Clinton, McCurry said, "doesn't have any philosophical objection to cutting the capital gains tax if you target it on investments and start-up companies so that economic benefits flow principally to new business so that it becomes job creation."

White House officials suggested that Clinton, in return for agreeing to support a cut of some kind in the tax, "will try to get something in exchange for it," such as an agreement that the GOP would delete from its tax package a proposal to make deep cuts in the earned income tax credit for low-income working people.

Although the program was initiated by Republicans and has enjoyed strong bipartisan support, Republicans charge that it has become rife with fraud and abuse and that it has spiraled out of control. They would tighten the program at an estimated savings of $32 billion. Clinton would leave eligibility for the program essentially untouched, but would beef up enforcement against fraud and abuse to save a projected $3 billion.
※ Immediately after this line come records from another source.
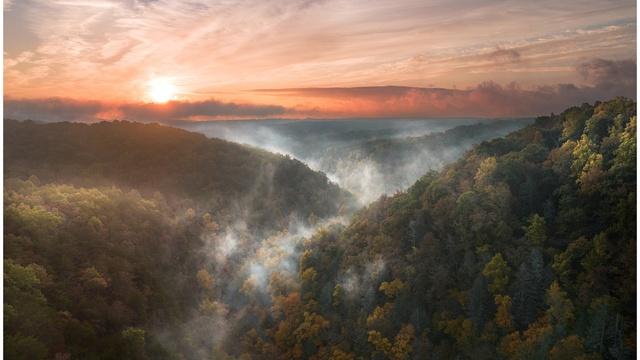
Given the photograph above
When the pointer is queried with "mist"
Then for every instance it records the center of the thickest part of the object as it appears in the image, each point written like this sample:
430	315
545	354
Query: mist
369	158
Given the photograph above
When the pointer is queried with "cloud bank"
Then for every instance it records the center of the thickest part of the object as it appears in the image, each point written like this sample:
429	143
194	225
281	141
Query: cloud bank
604	79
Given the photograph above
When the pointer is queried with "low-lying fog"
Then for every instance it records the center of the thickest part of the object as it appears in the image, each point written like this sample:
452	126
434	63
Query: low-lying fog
367	157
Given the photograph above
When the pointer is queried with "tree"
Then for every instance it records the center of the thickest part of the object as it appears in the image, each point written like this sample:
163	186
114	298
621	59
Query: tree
536	231
560	307
497	272
503	313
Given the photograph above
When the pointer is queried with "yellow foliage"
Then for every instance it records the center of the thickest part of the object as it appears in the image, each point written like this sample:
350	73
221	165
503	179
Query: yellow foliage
378	314
393	288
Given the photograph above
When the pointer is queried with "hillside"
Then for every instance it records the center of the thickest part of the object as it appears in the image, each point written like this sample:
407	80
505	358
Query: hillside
220	177
383	166
523	249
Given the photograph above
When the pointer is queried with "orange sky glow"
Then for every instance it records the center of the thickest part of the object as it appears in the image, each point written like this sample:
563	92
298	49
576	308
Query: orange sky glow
155	60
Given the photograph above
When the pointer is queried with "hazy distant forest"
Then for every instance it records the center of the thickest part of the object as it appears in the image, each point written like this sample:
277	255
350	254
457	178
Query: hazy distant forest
125	240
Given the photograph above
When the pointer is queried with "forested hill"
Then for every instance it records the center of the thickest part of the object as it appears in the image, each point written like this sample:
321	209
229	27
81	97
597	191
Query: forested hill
523	249
383	166
217	175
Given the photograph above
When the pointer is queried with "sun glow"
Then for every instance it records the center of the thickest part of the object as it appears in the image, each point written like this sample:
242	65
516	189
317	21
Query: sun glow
161	90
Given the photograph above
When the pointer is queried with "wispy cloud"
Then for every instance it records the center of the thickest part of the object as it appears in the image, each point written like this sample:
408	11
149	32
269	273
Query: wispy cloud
65	109
110	48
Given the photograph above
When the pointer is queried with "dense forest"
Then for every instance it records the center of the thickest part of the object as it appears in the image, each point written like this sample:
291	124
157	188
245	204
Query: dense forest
524	248
218	176
388	164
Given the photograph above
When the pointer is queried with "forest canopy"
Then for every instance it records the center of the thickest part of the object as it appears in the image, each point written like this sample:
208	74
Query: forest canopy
524	248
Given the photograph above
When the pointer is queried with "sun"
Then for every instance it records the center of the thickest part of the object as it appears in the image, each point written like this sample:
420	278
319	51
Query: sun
161	90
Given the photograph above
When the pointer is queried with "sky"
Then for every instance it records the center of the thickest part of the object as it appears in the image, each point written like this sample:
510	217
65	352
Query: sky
157	60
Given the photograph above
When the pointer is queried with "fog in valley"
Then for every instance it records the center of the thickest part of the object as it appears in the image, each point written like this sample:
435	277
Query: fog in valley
367	157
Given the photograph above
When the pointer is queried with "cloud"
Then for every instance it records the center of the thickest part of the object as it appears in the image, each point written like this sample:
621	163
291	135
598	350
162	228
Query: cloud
52	109
61	109
178	110
501	56
605	79
487	99
601	71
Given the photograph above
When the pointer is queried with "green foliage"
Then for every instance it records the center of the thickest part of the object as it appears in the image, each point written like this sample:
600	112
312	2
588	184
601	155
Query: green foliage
93	272
497	271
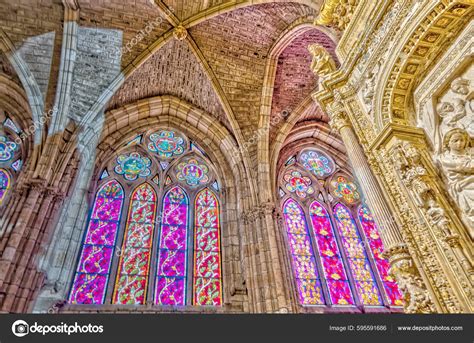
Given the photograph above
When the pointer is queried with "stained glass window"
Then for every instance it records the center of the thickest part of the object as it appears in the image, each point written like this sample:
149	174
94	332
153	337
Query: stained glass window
11	125
299	184
166	144
4	184
148	255
7	149
192	172
134	265
345	190
17	165
172	250
132	166
336	278
357	257
317	163
303	259
207	266
376	247
92	273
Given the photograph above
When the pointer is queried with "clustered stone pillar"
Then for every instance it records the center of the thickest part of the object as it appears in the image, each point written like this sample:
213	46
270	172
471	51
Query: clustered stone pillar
416	296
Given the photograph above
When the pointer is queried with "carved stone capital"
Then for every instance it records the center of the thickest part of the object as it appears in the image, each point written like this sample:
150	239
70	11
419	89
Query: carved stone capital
323	64
339	120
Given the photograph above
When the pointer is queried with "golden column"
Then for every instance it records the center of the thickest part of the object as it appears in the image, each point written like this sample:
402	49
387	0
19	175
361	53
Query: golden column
402	267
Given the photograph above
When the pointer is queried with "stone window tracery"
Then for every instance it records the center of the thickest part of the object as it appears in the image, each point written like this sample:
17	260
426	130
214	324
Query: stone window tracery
154	231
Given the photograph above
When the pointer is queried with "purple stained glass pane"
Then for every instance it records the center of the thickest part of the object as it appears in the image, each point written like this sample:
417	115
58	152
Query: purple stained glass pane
172	261
173	237
93	268
339	291
136	248
357	256
101	232
107	209
304	265
170	291
4	184
376	246
310	292
95	259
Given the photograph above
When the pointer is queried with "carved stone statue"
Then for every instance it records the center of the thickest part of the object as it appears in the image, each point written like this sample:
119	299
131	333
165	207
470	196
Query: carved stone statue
458	165
456	109
323	63
411	285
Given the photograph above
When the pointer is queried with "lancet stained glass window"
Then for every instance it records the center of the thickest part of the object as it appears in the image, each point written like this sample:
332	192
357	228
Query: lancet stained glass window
4	184
162	250
93	270
11	159
336	278
172	266
357	257
376	247
134	265
303	259
207	266
347	253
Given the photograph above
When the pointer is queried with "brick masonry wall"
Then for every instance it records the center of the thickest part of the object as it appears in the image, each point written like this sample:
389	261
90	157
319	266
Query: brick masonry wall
97	64
37	52
173	70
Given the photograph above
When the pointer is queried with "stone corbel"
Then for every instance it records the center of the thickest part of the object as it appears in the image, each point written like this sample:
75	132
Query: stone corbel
416	296
71	10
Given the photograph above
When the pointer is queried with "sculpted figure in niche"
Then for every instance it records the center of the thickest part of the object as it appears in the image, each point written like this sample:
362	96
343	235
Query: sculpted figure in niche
458	164
457	110
322	63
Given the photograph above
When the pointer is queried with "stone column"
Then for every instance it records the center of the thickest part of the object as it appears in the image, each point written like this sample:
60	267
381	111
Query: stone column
416	296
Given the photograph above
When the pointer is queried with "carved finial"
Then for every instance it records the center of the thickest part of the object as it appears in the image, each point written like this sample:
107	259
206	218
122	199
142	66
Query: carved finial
323	63
180	33
339	120
336	13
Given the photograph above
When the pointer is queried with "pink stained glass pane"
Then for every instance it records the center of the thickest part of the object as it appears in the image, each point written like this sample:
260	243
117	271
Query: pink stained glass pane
93	269
376	247
336	278
134	265
4	184
207	289
172	252
357	257
304	266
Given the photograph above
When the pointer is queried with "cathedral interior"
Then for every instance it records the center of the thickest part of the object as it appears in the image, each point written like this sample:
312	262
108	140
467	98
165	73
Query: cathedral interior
247	156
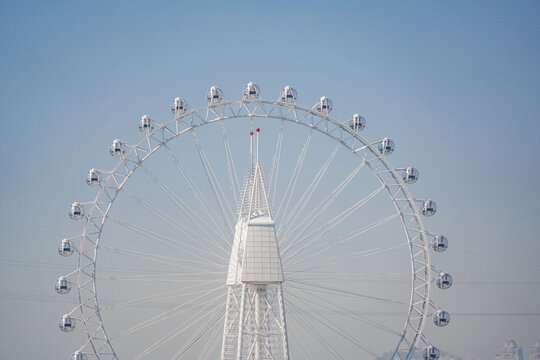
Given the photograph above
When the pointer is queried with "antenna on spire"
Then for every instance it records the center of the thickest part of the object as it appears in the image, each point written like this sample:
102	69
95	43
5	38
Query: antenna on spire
251	148
258	144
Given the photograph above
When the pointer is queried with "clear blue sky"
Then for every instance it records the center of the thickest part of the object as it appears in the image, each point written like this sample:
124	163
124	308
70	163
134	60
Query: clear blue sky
456	84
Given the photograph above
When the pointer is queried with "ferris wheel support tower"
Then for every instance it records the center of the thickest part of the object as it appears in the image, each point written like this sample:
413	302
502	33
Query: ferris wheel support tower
255	324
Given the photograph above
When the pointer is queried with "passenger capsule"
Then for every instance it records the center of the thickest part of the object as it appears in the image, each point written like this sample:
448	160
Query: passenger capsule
65	248
179	106
386	146
214	95
429	208
410	176
93	178
62	286
288	95
146	125
251	91
444	281
67	323
76	211
117	148
440	243
441	318
431	353
324	105
358	123
78	355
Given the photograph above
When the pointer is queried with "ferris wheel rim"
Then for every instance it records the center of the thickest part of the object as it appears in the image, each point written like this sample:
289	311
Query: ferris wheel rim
283	105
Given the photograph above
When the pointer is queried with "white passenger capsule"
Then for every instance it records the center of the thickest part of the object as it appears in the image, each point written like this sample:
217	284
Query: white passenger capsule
324	105
441	318
179	106
386	146
146	125
411	175
358	123
76	211
62	286
444	281
65	248
67	323
440	243
431	353
78	355
251	91
214	95
288	95
117	148
93	178
429	208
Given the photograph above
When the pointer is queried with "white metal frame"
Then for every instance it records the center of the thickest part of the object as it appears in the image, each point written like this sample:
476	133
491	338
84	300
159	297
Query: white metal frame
420	306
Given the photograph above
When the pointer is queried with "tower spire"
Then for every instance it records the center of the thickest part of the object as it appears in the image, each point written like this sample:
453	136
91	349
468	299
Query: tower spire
255	327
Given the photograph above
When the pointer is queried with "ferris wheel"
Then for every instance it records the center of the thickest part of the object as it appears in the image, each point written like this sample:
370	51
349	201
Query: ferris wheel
320	252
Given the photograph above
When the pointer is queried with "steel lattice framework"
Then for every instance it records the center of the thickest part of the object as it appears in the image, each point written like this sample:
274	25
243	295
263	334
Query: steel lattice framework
184	123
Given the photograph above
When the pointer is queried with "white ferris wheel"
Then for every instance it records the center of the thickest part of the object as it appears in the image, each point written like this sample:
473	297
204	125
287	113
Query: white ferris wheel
320	251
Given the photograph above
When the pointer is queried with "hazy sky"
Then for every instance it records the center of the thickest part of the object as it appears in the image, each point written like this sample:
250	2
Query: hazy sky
455	84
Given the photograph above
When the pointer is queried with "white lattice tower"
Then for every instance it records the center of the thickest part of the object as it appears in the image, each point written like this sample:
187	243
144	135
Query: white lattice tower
255	326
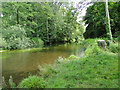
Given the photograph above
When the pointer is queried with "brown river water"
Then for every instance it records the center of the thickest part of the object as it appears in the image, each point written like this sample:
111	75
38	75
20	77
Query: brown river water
21	65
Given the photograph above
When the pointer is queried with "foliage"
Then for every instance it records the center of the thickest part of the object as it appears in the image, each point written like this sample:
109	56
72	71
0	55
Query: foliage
113	47
11	83
14	37
52	22
97	69
37	42
4	85
33	82
96	17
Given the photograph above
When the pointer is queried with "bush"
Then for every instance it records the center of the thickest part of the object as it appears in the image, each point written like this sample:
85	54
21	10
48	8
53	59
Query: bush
37	42
14	37
113	47
32	82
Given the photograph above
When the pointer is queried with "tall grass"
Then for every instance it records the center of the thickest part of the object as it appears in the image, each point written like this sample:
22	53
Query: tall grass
97	69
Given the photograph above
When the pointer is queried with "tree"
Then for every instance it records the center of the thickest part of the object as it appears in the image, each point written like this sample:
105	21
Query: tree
108	21
95	20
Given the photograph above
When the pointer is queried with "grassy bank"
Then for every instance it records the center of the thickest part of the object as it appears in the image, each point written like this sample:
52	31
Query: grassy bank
97	69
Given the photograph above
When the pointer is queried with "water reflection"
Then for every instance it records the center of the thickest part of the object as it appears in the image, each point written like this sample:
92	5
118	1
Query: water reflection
29	61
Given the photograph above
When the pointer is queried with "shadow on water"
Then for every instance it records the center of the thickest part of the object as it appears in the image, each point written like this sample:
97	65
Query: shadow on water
19	65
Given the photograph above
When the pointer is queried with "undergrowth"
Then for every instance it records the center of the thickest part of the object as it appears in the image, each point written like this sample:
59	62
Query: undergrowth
97	69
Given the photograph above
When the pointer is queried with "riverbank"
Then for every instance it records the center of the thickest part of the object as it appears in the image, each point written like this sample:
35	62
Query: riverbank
97	69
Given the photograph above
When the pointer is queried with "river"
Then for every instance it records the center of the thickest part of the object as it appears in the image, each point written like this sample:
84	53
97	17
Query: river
22	64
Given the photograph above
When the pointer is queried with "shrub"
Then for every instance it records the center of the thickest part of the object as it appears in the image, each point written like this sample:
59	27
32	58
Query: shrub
37	42
113	47
15	37
11	83
32	82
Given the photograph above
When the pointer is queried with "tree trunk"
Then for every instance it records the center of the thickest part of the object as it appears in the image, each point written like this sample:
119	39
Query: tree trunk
108	21
47	30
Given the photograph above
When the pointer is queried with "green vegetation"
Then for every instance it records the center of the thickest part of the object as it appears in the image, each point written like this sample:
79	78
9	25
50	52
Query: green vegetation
33	82
97	69
34	24
27	26
96	17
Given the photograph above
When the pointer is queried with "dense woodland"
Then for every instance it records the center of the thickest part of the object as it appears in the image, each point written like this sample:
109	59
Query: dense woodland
30	24
35	23
96	20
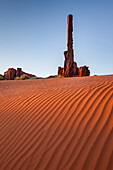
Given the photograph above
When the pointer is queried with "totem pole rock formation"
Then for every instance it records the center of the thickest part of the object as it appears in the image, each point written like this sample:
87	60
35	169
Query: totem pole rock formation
70	68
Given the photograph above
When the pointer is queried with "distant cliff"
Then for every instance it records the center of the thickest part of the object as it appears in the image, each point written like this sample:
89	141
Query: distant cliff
12	73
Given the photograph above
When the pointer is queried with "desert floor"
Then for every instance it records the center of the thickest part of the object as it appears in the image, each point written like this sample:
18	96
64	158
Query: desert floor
60	123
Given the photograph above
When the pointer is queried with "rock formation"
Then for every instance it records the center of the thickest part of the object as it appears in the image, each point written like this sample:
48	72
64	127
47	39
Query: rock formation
70	68
11	73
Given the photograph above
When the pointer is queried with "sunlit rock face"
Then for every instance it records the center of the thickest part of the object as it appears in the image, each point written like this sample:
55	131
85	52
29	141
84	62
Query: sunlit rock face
11	73
70	67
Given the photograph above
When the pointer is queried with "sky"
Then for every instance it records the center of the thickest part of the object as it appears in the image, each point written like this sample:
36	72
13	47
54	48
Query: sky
33	35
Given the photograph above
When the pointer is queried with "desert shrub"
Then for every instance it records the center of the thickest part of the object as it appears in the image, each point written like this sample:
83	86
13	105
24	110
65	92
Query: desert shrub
17	78
1	78
24	76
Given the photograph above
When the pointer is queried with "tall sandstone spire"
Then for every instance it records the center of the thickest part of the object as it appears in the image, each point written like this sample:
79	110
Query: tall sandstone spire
70	68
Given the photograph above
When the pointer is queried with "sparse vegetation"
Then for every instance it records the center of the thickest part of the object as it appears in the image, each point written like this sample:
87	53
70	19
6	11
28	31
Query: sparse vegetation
1	78
24	76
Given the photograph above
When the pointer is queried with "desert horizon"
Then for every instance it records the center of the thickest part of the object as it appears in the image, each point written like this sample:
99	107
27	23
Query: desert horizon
59	123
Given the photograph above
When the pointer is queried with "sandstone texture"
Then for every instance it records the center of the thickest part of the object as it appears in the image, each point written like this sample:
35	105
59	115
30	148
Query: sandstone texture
12	73
70	68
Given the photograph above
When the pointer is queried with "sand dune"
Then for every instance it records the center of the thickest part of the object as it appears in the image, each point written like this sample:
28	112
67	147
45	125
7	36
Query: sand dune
57	124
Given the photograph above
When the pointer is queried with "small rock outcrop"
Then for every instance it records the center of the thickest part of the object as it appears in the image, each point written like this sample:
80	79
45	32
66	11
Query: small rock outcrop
70	68
12	73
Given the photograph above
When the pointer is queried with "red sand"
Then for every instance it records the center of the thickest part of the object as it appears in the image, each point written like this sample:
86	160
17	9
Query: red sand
60	123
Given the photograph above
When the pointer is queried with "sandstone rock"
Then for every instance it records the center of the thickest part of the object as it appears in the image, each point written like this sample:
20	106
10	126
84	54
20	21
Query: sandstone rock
70	67
83	71
10	74
19	72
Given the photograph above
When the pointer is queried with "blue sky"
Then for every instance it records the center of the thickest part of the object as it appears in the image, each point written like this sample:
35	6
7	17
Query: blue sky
33	35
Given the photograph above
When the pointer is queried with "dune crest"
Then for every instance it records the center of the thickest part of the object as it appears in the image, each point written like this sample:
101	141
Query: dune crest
60	123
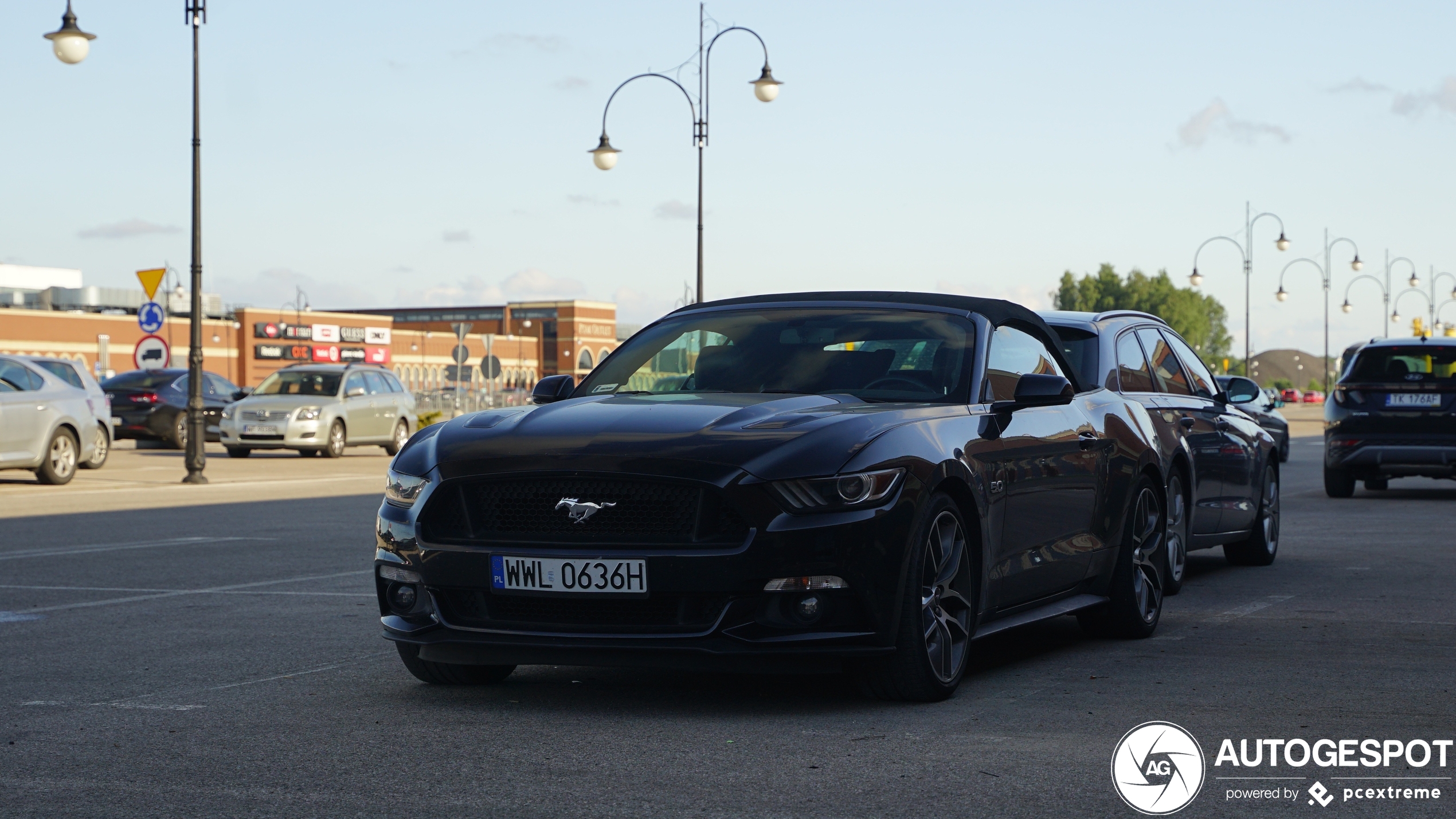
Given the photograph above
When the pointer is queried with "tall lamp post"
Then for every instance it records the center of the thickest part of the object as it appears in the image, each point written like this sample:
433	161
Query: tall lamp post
1247	253
1324	279
1430	300
1385	287
195	428
765	88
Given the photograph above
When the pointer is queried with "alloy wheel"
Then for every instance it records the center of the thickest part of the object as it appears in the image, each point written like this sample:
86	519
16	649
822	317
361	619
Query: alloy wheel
945	610
1146	521
1177	546
63	456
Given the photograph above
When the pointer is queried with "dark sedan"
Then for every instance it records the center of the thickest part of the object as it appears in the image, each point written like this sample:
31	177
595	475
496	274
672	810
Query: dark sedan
808	482
1258	406
1394	415
1222	469
152	403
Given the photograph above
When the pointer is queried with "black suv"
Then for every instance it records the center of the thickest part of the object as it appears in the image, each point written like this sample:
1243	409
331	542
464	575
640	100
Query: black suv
1222	468
1392	415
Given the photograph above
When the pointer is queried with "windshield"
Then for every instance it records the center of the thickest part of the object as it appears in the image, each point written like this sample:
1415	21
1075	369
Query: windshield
875	355
140	380
1417	363
296	383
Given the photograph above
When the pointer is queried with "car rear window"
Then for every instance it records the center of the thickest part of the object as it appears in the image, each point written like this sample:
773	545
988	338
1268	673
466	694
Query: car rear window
139	380
63	371
1401	364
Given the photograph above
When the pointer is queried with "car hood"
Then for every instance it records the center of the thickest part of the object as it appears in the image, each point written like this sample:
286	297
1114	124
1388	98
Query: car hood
708	437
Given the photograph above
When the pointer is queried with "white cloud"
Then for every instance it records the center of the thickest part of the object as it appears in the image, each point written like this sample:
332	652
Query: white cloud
586	200
676	210
1216	118
126	229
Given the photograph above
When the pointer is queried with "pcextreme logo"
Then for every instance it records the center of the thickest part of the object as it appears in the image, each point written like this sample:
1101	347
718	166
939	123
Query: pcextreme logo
1158	769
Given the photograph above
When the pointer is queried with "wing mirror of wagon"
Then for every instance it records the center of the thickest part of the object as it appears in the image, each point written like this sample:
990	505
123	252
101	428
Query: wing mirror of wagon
1039	390
554	389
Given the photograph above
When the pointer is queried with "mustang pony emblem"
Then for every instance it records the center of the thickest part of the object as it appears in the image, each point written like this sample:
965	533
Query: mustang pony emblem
580	511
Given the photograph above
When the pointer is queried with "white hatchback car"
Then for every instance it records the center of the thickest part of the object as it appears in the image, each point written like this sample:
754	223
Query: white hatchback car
42	420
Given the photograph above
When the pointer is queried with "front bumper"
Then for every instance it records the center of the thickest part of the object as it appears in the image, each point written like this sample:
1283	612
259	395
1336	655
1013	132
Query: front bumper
724	620
296	434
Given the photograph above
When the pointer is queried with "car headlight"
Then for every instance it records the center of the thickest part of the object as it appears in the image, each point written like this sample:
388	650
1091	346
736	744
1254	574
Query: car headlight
840	492
404	489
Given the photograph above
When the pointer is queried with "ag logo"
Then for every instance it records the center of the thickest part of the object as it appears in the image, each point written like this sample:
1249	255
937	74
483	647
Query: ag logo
1158	769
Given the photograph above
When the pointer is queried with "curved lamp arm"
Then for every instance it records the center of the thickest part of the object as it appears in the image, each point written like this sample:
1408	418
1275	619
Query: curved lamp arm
1352	242
1242	255
606	108
1378	283
708	61
1276	218
1283	293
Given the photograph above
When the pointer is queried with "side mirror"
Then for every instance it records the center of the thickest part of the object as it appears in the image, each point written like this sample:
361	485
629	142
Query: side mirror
554	389
1242	390
1039	390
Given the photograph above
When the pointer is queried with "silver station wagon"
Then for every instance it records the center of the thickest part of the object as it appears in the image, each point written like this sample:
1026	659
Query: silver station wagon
321	409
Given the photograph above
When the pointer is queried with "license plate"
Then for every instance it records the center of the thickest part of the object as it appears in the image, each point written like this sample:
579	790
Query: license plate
1413	399
597	575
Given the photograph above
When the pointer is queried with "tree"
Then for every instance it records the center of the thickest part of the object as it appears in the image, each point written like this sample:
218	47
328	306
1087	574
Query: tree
1200	319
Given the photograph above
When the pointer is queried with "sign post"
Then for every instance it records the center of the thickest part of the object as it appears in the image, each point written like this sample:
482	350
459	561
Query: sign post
460	354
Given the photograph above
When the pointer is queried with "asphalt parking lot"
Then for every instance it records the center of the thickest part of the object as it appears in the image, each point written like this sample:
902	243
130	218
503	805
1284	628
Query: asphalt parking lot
214	651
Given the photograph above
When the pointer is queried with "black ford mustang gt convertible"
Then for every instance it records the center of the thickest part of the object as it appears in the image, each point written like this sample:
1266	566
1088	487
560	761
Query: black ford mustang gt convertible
862	482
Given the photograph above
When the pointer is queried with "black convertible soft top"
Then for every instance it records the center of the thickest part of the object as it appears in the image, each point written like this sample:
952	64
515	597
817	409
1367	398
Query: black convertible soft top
996	310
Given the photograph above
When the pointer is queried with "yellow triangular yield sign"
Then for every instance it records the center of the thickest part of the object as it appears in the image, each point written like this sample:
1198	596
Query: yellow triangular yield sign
150	280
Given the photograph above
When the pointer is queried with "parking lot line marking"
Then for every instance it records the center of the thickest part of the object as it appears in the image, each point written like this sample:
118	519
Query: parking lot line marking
181	593
89	549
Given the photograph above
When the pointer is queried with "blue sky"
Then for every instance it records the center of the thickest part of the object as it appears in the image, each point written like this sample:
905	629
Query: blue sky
408	153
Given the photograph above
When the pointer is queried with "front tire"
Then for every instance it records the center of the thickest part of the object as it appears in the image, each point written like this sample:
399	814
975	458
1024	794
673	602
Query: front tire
937	616
101	449
335	447
1177	536
1338	483
398	441
178	436
58	464
1136	595
451	674
1263	543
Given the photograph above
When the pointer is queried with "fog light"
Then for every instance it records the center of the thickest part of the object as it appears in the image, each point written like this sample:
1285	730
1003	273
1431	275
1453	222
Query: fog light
813	582
402	598
402	575
808	609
Lott said the program "started off at $5 billion and exploded to $46 billion. It has been expanded to cover people earning $30,000 a year. Do you know how many people in Mississippi alone make $30,000 a year? It wasn't a program intended to be for middle-income people."

Despite the lack of optimism expressed Tuesday by the White House over the budget negotiations, Lott said, "I still think a deal is possible. There's about a $35-billion difference between the two sides in a budget spread over seven years. I can't figure out why we can't close the gap."

Lott, contacted by telephone Tuesday in Mississippi, said Dole had called him earlier in the day, asking him to return to Washington to help with budget negotiations and to "check the temperature around the country." He immediately scheduled a flight to return to the capital this morning.

In the interview and in his Biloxi remarks, Lott said that of the 15 people at the White House working on budget negotiations, "there are only two who are really in favor of cutting the capital gains tax and getting a budget deal--the president and Dick Morris." He said Leon E. Panetta, Clinton's chief of staff, and George Stephanopoulis, a senior advisor, "and the rest of them are all opposed to it--but there's only one who counts."